Fred Thomas of AllMusic gave the album a positive review, saying "DaBaby's charm lies in how he's not even taking his irreverent cockiness too seriously, much less asking his audience to bow down to his greatness. Springy, uncluttered, and unable to contain its own grinning excitement, Baby on Baby zooms by in a captivating rush." Marcus Blackwell of HipHopDX rated the album 3.8 stars out of 5, saying "DaBaby has staked his claim as an artist by developing a compelling balance of street and lighthearted content that effectively highlights his personality.

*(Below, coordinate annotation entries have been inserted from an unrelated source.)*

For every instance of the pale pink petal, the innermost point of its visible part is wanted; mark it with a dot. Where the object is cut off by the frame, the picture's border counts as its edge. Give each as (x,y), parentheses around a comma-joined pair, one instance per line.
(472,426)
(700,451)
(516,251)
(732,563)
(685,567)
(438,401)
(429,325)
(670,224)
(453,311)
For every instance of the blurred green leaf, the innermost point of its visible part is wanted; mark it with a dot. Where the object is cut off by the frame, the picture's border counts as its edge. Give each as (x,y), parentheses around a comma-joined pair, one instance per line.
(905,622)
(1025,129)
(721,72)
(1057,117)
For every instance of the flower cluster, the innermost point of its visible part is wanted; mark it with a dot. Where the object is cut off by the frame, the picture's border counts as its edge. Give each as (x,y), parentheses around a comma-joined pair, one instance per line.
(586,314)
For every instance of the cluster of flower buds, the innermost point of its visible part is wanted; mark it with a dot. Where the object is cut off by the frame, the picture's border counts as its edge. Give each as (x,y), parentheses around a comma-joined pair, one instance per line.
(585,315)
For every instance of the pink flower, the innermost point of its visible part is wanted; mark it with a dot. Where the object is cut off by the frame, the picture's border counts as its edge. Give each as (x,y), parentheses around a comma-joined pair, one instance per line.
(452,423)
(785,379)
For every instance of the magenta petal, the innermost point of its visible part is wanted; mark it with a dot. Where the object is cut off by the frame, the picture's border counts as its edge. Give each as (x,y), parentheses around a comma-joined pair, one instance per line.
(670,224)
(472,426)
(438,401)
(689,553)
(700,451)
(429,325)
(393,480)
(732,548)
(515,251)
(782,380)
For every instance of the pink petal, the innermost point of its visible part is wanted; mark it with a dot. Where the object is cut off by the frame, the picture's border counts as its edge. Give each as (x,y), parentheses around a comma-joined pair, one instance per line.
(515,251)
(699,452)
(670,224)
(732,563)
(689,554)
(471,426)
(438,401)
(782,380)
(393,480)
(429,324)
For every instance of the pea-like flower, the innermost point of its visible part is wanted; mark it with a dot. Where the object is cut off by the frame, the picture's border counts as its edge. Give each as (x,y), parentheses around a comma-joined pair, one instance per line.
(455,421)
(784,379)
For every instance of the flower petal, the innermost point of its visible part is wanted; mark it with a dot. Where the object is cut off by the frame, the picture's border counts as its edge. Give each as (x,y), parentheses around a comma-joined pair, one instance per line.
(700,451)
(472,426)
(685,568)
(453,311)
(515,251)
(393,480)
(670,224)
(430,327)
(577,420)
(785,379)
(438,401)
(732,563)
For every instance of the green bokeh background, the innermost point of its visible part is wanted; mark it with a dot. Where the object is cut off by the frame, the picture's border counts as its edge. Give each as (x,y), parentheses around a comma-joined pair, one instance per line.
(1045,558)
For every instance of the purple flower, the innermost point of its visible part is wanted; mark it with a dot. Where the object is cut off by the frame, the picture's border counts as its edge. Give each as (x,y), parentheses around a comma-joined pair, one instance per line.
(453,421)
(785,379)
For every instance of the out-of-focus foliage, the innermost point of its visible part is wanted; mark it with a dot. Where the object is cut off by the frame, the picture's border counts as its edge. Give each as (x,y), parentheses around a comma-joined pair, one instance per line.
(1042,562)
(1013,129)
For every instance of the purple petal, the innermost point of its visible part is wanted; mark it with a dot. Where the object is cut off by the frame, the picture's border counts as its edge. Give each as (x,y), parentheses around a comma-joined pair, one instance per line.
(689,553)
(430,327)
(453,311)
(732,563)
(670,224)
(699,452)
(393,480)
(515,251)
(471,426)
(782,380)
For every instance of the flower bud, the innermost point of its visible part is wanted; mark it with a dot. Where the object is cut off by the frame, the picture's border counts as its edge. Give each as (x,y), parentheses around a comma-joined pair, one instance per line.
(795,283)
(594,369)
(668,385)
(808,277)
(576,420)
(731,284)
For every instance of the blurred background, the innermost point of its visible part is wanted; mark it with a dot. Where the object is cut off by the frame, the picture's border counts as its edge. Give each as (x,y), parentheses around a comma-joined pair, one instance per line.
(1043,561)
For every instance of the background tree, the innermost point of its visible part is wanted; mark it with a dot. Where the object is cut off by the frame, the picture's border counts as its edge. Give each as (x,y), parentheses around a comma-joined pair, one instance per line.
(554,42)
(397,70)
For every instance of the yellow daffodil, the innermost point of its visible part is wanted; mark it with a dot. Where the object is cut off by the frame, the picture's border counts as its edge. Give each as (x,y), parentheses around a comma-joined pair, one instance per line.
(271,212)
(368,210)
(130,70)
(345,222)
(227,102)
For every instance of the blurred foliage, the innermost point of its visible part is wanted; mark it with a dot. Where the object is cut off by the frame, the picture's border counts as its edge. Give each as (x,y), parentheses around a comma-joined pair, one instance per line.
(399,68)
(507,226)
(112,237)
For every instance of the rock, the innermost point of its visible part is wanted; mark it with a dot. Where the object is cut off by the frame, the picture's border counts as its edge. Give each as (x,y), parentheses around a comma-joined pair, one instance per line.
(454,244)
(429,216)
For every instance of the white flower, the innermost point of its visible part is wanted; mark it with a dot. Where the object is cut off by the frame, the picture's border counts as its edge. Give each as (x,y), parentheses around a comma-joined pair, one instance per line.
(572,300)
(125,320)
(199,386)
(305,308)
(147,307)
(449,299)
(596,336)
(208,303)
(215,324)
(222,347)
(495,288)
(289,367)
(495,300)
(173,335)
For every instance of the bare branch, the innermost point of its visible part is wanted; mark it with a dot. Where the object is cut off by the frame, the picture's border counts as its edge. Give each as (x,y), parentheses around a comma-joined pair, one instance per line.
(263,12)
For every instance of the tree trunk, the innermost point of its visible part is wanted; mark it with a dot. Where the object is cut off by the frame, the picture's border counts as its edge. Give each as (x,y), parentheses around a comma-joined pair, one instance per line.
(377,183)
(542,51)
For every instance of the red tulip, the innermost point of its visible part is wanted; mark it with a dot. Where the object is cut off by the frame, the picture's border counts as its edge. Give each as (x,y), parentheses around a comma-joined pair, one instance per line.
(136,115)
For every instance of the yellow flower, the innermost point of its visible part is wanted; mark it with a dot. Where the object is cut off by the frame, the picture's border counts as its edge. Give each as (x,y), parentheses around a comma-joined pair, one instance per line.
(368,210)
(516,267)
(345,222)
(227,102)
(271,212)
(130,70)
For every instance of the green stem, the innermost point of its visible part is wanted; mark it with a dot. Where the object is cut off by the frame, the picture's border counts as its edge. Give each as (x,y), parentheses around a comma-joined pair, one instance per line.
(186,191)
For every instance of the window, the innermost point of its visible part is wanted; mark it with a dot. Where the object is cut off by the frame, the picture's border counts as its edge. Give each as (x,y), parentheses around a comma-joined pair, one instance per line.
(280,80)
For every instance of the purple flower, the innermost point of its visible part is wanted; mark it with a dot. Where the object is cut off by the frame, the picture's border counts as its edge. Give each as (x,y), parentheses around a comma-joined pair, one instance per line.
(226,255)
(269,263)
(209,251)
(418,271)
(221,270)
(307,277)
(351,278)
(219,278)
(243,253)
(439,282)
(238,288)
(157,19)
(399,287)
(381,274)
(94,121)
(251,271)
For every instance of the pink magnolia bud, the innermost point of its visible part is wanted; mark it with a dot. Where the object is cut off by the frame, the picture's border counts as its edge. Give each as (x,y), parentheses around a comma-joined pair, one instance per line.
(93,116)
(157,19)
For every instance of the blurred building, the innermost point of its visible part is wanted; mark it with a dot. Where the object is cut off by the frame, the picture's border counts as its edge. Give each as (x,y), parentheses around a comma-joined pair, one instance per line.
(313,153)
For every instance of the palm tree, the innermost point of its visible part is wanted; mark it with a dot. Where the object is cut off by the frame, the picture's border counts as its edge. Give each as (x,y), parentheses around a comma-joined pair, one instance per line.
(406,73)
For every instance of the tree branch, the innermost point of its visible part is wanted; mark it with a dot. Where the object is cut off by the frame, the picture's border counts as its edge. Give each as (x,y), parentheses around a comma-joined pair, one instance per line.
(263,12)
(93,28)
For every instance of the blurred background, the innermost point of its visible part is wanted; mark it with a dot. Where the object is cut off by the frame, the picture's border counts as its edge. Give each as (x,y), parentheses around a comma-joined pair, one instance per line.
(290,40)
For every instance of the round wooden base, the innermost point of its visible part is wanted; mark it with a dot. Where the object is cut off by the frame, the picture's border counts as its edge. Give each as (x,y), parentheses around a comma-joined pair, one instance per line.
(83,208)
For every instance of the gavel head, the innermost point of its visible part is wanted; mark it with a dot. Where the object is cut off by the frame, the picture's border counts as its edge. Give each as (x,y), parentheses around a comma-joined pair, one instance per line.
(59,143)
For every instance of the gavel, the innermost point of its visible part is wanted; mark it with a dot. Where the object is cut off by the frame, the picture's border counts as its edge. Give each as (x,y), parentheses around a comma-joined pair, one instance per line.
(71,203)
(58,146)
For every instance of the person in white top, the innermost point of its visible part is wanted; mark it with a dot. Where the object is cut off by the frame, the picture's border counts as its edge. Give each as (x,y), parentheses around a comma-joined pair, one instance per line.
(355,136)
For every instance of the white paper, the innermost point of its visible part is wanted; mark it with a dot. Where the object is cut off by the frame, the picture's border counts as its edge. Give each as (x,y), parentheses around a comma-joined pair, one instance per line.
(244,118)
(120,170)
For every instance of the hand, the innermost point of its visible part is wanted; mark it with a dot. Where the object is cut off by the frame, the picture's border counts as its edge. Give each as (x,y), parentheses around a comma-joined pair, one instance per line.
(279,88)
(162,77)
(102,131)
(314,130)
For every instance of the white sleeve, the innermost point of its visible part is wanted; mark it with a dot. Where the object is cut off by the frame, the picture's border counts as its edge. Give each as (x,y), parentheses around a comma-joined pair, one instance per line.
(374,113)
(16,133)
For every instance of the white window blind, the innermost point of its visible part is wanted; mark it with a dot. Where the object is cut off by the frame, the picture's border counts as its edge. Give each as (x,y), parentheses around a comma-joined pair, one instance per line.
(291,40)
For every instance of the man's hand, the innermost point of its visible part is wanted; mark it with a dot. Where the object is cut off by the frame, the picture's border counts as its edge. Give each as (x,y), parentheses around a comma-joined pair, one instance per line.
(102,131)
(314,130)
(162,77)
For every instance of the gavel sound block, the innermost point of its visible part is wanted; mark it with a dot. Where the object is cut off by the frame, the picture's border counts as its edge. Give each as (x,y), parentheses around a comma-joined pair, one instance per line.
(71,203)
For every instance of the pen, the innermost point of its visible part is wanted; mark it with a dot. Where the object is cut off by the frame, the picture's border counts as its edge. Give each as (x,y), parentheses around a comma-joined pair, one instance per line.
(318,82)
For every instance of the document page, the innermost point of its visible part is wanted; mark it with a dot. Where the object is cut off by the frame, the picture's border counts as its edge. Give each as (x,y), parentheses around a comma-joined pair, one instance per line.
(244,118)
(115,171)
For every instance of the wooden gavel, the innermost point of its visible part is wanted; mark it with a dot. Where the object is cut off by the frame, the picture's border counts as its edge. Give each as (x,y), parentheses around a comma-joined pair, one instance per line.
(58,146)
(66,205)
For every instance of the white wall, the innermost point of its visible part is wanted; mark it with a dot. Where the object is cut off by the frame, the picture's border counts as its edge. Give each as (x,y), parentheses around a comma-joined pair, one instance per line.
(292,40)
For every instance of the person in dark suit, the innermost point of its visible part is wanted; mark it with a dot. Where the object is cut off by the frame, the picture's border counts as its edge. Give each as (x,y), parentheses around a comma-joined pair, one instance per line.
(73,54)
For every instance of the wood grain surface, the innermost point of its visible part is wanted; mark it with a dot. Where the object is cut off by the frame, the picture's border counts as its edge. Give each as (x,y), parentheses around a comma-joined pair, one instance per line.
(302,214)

Baby On Baby at its best delivers an energetic, fun sound that stands out in rap's current landscape, making for a refreshing listen." Paul Thompson of Pitchfork, rating the album 7.7 out of 10, said "Baby on Baby comes in the middle of a prolific period for the rapper [...] the music is refreshingly without pretense or artifice, concerned less with the way it will play in boardrooms and more with the way it will play out of trunks."

Professional ratings
Review scores
| Source | Rating |
| AllMusic | Star Half star |
| HipHopDX | 3.8/5 |
| Pitchfork | 7.7/10 |

== Commercial performance ==
The album debuted at number 25 on the Billboard 200 albums chart in the United States, before eventually rising to number 7. As of July 2019, the album has earned 473,000 equivalent album units.

==Track listing==
Track listing adapted from Tidal.

| No. | Title | Writer(s) | Producer(s) | Length |
|---|---|---|---|---|
| 1. | "Taking It Out" | Jonathan Kirk; Anthony Mosley; | Sean Da Firzt | 1:58 |
| 2. | "Suge" | Kirk; Tahj Morgan; Darryl Clemons; | jetsonmade; Pooh Beatz; | 2:43 |
| 3. | "Goin Baby" | Kirk; Morgan; Gavin Valencia; Eze Ugbor, Jr.; | jetsonmade; OJ Finessey; Eddie Priest; | 2:21 |
| 4. | "Pony" | Kirk; Kedrick Cannady; Kevin Gomringer; Tim Gomringer; | Pyrex; Cubeatz; | 3:24 |
| 5. | "Deal Wit It" | Kirk; Jamarii Massey; Jason Hernandez; | MariiBeatz; FortyOneSix; | 1:08 |
| 6. | "Baby Sitter" (featuring Offset) | Kirk; Kiari Cephus; Massey; Kevin Price; | Go Grizzly; MariiBeatz; | 2:37 |
| 7. | "Celebrate" (featuring Rich Homie Quan) | Kirk; Dequantes Lamar; Milan Modi; James Maddocks; | Yung Lan; Maddocks; | 3:12 |
| 8. | "Joggers" (featuring Stunna 4 Vegas) | Kirk; Khalick Caldwell; Mosley; | Sean Da Firzt | 2:13 |
| 9. | "Carpet Burn" | Kirk; Morgan; Khaleel Griffin; Nicholas Mira; | jetsonmade; 1st Class; Nick Mira; | 1:42 |
| 10. | "Best Friend" (featuring Rich the Kid) | Kirk; Dimitri Roger; Ross Portaro IV; | SethInTheKitchen | 3:06 |
| 11. | "Tupac" | Kirk; Morgan; Modi; | jetsonmade; Yung Lan; | 1:54 |
| 12. | "Backend" | Kirk; Morgan; | jetsonmade | 2:46 |
| 13. | "Walker Texas Ranger" | Kirk; Antwain Fox; | Producer 20 | 2:30 |
| Total length: |  |  |  | 31:36 |

==Charts==

===Weekly charts===

| Chart (2019) | Peak position |
|---|---|
| Canadian Albums (Billboard) | 27 |
| Latvian Albums (LAIPA) | 30 |
| US Billboard 200 | 7 |
| US Top R&B/Hip-Hop Albums (Billboard) | 3 |

=== Year-end charts ===

| Chart (2019) | Position |
|---|---|
| Icelandic Albums (Plötutíóindi) | 75 |
| US Billboard 200 | 28 |
| US Top R&B/Hip-Hop Albums (Billboard) | 16 |
| Chart (2020) | Position |
| US Billboard 200 | 107 |
| US Top R&B/Hip-Hop Albums (Billboard) | 62 |

===Decade-end charts===

| Chart (2010–2019) | Position |
|---|---|
| US Billboard 200 | 172 |

==Certifications==

Sales certifiations for Baby on Baby
| Region | Certification | Certified units/sales |
| United States (RIAA) | Platinum | 1,000,000^{‡} |
^{‡} Sales+streaming figures based on certification alone.